[<prev] [next>] [<thread-prev] [thread-next>] [day] [month] [year] [list]
Message-ID: <4D9B5472.9080303@kernel.org>
Date: Tue, 05 Apr 2011 10:42:10 -0700
From: Yinghai Lu <yinghai@...nel.org>
To: Tejun Heo <tj@...nel.org>
CC: mingo@...hat.com, hpa@...or.com, tglx@...utronix.de,
rientjes@...gle.com, linux-kernel@...r.kernel.org
Subject: Re: [PATCH 04/14] x86-32, NUMA: Reorganize calculate_numa_remap_page()
On 04/04/2011 03:23 PM, Tejun Heo wrote:
> Separate the outer node walking loop and per-node logic from
> calculate_numa_remap_pages().

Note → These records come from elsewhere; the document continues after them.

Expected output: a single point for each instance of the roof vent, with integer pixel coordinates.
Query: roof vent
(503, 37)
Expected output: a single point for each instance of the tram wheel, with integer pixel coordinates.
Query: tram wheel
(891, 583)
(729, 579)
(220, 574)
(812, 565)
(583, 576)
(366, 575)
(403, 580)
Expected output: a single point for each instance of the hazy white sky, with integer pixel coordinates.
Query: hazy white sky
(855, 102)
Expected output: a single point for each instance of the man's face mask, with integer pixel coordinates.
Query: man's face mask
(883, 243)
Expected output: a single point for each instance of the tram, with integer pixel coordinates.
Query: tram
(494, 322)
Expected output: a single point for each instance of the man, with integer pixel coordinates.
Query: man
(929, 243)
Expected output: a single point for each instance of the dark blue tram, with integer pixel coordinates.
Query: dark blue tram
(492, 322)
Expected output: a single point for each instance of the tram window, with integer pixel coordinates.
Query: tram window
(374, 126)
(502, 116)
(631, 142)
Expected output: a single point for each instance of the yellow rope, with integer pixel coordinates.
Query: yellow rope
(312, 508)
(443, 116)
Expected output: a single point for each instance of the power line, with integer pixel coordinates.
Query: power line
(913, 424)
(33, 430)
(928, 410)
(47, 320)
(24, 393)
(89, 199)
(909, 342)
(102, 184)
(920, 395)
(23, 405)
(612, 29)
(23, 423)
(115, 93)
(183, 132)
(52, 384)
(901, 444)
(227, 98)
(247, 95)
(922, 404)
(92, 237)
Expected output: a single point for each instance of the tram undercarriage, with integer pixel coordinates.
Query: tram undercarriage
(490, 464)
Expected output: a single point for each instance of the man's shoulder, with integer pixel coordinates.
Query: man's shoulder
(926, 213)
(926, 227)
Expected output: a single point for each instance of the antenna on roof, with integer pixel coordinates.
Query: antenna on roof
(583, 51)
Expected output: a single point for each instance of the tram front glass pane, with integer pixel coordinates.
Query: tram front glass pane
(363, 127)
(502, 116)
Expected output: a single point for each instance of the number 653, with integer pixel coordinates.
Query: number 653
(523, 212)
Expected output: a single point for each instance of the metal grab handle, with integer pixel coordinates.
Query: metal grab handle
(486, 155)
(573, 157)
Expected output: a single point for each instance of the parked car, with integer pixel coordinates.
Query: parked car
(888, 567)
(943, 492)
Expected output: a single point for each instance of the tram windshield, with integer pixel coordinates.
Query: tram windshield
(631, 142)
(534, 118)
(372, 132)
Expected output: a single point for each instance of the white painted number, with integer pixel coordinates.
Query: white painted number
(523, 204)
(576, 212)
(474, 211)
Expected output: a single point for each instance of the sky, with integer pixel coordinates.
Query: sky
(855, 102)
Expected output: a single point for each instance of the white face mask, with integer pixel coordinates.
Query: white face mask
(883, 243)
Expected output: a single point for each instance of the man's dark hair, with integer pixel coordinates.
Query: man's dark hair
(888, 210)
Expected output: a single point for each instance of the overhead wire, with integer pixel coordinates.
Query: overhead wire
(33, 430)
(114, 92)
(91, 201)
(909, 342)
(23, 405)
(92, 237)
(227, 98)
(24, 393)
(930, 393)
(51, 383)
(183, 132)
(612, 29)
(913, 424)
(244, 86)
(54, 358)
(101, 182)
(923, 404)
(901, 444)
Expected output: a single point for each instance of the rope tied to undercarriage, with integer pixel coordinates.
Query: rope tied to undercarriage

The outer loop is collapsed into
> initmem_init() and the per-node logic is moved into a new function -
> init_alloc_remap().
>
> The new function name is confusing with the existing
> init_remap_allocator() and the behavior is the function isn't very
> clean either at this point, but this is to prepare for further
> cleanups and it will become prettier.
>
> This function doesn't introduce any behavior change.
>
> Signed-off-by: Tejun Heo<tj@...nel.org>
> Cc: Yinghai Lu<yinghai@...nel.org>
> Cc: David Rientjes<rientjes@...gle.com>
> Cc: Thomas Gleixner<tglx@...utronix.de
> Cc: Ingo Molnar<mingo@...hat.com>
> Cc: "H. Peter Anvin"<hpa@...or.com>
> ---
> arch/x86/mm/numa_32.c | 127 ++++++++++++++++++++++++-------------------------
> 1 files changed, 63 insertions(+), 64 deletions(-)
>
> diff --git a/arch/x86/mm/numa_32.c b/arch/x86/mm/numa_32.c
> index 60701a5..5039e9b 100644
> --- a/arch/x86/mm/numa_32.c
> +++ b/arch/x86/mm/numa_32.c
> @@ -264,70 +264,64 @@ void resume_map_numa_kva(pgd_t *pgd_base)
> }
> #endif
>
> -static __init unsigned long calculate_numa_remap_pages(void)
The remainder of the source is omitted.